Discuss politics? No, thank you.
There are several reasons for this. The first is that I am not the most knowledgeable person on political topics, so I’m not really in a position to debate policy with you. Also, I work with the public and so taking sides can mean alienating a customer, or presenting a look that is not the best for my employer. But mostly, I just don’t enjoy it.
I usually decline to get into a political conversation and will plead ignorance on the topic. I do not want to voice an opinion only to be greeted with random facts that start with “Well, did you know. . .? ” No. No, I did not. And I don’t know that it’s even a fact based on just you telling me it is. Let’s face it. Knowing fact from fiction gets harder every day. So if it will put an end to the conversation, I will readily admit you know more about it than I do, and therefore, there is no reason to discuss it.
I’m in an occupation where I have conversations with many different people on a daily basis. Trust me, I never bring it up, but many people feel the need to slide it into our conversation. They’ll say, “I don’t know who you support, but. . . ” or “Not to get political, but . . .” So I often plead the fifth. I’ll just smile when someone insists on sharing their opinions with me. I never share my political affiliation, minor though it may be, and I do my best to discourage the conversation. The most they’ll get from me is “that’s very frustrating.”
Because it’s always a complaint, isn’t it? The people I know who claim to know the most about politics–the supposed “informed” people–are angry, bitter, or sad. That’s on both sides of the aisle. Doesn’t matter which side you’re on. And conversation usually takes the form of complaining about the “others.” It’s almost always about people. What this one is doing or what that one is doing. Whether or not their guy is the one in power, they will still take any opportunity to disparage those who are in opposition to their views. Seems to me that conversations of this sort always leave everyone feeling worse. There’s not a lot to be optimistic about when someone begins the conversation with a complaint. And if they’re hoping to change someone’s mind, well, that never happens.

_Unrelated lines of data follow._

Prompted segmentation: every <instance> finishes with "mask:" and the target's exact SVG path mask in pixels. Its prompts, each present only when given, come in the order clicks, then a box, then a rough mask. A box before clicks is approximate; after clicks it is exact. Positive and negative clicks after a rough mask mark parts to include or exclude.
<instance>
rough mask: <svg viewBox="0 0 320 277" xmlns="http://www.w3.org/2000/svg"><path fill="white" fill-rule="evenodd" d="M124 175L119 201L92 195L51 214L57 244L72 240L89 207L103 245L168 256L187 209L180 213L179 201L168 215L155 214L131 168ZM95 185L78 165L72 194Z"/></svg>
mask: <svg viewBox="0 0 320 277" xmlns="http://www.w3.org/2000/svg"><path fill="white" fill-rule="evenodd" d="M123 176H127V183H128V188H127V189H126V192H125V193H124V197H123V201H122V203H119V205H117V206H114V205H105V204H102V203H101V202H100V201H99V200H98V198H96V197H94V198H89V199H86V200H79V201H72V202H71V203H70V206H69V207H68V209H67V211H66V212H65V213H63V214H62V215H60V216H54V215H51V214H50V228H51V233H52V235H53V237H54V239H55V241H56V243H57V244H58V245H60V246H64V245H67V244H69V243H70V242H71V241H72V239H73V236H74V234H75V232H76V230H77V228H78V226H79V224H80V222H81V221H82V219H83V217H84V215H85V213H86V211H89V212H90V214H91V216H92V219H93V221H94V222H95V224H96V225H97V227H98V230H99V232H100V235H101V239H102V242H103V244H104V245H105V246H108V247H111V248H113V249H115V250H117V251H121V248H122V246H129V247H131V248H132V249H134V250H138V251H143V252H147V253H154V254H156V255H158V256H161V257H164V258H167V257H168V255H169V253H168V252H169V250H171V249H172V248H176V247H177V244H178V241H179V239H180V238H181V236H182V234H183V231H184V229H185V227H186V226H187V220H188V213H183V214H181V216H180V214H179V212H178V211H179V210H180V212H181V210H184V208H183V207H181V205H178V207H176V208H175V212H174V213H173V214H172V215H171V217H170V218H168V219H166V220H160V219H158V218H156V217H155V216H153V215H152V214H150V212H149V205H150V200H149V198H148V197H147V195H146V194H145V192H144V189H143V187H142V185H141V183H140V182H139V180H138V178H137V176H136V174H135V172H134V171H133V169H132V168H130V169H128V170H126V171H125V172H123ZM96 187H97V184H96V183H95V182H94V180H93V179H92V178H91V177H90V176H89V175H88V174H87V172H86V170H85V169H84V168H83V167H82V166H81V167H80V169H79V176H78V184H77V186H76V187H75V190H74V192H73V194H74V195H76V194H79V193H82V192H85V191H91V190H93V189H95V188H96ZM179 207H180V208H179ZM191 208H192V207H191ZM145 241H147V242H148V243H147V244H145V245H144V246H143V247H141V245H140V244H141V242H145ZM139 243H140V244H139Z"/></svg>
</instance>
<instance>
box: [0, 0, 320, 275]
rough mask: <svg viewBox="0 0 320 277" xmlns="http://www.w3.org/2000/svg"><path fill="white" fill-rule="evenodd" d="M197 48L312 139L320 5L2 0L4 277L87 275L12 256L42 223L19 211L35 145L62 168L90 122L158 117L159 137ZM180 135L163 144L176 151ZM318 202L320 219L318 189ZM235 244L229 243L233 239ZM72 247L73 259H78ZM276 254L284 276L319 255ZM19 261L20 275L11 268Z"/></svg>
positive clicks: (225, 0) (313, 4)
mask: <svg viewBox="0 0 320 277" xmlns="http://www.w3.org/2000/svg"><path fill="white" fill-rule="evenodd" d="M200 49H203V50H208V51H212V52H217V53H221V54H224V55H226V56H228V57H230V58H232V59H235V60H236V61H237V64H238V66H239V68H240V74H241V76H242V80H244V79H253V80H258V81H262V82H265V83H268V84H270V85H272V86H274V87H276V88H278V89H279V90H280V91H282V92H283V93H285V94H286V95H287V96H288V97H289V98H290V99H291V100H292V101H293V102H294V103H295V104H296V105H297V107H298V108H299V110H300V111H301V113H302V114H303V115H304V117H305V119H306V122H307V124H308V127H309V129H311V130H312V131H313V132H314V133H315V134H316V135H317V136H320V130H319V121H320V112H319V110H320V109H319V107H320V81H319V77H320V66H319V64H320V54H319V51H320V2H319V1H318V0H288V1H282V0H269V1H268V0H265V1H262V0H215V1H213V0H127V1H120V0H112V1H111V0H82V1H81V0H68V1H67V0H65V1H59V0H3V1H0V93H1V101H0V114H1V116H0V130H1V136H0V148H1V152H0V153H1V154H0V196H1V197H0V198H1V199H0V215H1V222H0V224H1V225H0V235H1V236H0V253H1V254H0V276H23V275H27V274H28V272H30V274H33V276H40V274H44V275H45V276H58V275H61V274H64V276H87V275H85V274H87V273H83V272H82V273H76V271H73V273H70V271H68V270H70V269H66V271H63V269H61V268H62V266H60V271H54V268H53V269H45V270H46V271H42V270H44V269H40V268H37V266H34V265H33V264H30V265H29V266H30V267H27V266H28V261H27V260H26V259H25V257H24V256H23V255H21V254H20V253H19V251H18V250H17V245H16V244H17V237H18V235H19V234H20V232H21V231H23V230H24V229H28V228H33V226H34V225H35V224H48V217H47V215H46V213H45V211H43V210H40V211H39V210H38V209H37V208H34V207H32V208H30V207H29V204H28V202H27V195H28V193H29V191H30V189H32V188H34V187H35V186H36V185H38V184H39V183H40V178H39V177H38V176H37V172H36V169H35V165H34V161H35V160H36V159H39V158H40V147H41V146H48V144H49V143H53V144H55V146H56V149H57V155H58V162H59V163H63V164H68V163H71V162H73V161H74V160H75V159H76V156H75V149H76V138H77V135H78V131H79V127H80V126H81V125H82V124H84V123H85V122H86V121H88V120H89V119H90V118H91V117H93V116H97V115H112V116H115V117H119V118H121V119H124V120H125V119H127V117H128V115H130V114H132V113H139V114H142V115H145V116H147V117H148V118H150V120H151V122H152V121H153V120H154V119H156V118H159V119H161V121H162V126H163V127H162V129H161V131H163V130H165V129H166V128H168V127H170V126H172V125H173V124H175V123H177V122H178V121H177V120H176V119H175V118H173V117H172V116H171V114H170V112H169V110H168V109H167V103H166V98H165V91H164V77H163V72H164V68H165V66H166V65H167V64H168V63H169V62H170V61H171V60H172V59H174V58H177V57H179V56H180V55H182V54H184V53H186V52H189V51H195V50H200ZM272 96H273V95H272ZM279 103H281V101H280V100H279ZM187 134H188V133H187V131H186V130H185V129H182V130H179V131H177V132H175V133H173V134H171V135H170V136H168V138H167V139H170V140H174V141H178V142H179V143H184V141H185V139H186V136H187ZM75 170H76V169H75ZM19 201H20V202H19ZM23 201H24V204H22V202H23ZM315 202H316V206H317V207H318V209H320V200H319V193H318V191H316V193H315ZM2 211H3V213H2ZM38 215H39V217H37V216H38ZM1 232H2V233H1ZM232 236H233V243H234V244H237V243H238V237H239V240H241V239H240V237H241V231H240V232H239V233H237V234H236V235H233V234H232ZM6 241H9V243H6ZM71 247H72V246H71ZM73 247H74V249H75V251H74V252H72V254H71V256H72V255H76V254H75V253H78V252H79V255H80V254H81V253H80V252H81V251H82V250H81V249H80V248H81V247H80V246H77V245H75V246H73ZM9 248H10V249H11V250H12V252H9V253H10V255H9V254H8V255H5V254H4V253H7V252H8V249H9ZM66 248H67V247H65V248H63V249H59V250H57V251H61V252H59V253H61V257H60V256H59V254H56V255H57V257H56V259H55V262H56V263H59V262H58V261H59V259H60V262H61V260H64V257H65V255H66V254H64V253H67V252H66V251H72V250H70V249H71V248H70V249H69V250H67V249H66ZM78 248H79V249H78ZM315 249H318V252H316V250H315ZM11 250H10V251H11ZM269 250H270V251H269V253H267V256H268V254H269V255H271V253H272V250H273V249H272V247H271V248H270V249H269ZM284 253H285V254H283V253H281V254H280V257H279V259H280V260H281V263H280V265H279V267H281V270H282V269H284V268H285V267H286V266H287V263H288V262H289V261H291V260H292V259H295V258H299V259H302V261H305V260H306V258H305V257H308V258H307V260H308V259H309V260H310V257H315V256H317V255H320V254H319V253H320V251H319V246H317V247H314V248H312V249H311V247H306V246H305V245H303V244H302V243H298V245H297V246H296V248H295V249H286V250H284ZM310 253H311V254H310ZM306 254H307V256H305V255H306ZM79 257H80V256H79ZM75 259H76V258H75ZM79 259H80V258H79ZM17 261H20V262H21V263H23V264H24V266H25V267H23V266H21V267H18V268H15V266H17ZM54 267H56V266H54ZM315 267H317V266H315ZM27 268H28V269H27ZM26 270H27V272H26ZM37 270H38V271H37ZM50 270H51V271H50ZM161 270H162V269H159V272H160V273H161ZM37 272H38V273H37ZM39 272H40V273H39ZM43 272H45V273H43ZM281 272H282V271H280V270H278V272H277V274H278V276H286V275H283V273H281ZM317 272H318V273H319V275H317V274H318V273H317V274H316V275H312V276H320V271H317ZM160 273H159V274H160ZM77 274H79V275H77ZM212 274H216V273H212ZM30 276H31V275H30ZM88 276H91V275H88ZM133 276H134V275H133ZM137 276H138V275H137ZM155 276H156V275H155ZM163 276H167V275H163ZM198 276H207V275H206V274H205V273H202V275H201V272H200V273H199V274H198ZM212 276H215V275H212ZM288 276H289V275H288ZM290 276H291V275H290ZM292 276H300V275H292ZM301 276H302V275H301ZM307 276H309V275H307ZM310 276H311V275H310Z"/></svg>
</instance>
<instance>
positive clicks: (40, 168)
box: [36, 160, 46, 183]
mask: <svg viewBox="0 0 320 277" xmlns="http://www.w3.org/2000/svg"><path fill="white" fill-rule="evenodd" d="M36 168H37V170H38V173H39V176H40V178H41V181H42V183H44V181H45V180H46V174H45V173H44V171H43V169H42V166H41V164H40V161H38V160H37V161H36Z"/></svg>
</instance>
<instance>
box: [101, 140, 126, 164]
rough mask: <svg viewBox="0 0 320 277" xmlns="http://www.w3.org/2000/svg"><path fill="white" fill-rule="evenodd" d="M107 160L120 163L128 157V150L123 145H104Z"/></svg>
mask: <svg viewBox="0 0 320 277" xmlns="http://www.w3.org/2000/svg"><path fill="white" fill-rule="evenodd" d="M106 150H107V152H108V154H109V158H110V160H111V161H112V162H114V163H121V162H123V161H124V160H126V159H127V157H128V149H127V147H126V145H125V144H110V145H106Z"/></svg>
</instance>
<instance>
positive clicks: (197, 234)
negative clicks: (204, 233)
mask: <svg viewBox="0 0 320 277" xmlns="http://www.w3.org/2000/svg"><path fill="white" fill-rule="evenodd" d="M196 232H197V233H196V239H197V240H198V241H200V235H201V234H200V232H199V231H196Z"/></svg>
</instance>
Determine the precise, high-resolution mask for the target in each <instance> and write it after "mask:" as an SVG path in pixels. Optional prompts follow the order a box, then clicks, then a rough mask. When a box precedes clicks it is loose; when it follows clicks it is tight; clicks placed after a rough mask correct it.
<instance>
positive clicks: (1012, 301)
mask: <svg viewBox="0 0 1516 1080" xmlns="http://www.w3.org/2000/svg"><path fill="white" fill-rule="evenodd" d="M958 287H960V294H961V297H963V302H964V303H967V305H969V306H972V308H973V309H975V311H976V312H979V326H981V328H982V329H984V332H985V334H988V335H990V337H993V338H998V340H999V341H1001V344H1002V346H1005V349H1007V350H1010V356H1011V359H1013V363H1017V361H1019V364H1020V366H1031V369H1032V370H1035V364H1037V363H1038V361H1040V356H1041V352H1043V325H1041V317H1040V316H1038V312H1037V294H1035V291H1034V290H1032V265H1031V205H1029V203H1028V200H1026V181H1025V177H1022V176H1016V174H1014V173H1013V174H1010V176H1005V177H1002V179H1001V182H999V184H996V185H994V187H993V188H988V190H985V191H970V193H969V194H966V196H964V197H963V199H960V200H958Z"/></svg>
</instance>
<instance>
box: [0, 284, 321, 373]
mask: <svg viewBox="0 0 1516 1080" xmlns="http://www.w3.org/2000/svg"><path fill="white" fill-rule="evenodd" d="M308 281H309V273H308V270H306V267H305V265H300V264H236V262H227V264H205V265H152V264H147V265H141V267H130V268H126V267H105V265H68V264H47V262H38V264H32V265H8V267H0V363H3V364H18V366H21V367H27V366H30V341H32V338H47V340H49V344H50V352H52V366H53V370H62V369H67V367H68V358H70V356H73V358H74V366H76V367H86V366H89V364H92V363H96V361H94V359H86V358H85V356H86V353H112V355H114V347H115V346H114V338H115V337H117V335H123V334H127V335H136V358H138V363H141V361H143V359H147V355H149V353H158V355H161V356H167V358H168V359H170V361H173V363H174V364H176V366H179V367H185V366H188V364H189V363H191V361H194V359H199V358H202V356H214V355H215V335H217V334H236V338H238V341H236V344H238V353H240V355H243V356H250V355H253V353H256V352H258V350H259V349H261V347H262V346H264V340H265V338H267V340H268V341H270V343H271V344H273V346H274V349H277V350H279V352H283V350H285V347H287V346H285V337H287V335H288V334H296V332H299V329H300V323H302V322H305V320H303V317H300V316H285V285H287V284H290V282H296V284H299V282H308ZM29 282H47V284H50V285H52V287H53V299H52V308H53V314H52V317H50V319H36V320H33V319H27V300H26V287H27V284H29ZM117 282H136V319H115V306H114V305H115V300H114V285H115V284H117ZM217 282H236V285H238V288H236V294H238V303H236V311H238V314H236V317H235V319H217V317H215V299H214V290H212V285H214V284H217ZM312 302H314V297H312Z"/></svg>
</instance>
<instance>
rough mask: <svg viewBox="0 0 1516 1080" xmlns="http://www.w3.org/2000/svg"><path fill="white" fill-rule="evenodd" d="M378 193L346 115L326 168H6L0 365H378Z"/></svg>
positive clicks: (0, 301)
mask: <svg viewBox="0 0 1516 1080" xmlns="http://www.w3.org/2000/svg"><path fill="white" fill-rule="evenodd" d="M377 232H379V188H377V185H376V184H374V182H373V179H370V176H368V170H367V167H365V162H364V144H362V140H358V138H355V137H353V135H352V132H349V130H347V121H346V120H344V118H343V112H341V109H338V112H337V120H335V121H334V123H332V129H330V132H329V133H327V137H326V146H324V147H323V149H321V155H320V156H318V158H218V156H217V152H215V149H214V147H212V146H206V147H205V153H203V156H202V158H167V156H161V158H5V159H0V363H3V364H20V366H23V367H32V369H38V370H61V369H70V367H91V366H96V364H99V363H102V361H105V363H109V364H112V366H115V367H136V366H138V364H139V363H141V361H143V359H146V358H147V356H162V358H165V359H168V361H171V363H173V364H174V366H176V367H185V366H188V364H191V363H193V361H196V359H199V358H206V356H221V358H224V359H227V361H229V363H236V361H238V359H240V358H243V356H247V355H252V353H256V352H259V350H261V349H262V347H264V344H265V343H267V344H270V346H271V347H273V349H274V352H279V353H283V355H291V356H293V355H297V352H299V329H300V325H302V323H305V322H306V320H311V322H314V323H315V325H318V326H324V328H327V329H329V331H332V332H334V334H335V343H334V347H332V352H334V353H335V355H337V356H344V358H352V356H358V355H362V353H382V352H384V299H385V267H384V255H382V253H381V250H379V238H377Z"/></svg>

I had someone in my office several days ago who was so disgusted and upset about something she had seen on social media that she honestly seemed depressed and completely anxious about the whole thing. I was genuinely concerned for her state of mind. I’m certain that if I were analyzing everything and compulsively watching news and social media each day, that I would certainly be angrier and more anxious too. That doesn’t feel like a healthy place for anyone to be. It must be a full time job for the informed. It certainly is for many people I see on social media. It certainly is for my recent, distraught customer. And its a job that doesn’t pay well financially, or emotionally.
And trust me, I respect all opinions. Let’s face it, no political party is “right” on every issue. I even know that often I might be wrong, based on the facts. Also, I admire their passion. I too love our country, and believe that democracy is a great thing. I just don’t often recognize democracy in our current political systems. I am neither a historian nor a political science student, but I think the point of democracy was for people with differing opinions to work together to find the best solution for everyone. Or in the absence of agreement, for a vote to take place so the majority can decide.
I do watch the news. But how much news is too much? Is there such a thing as being too informed? And how do you ensure that you’re hearing both sides? I know the channels I watch are biased. It’s very clear to me. But that doesn’t mean I agree with all of their assessments. I try to think about the “issue” vs the “individual,” using my own moral code, and respect for our history and tradition and values of our country.
I also vote. And that’s one recommendation I can make to everyone. It might be the only power we have, and the only thing we can all agree on in terms of what we should be doing. When I vote, I consider my feeling about what is “right,” and “ethical,” both of these terms encompassing my own belief system, no doubt with it’s foundation in my upbringing. Your feelings about what is right might be different from mine. That’s great! that’s what Democracy is all about. I will continue to respect your opinion, and we can still be friends, just don’t try engaging me in a conversation on voting day.
In my perfect world, we could have a conversation together and share our opinions with each other, listen to one another. This might lead to each of us being better able to see the other person’s perspective, and ultimately could lead to a solution that satisfies both of us. And in the absence of that utopian process, I respectfully decline to talk about it.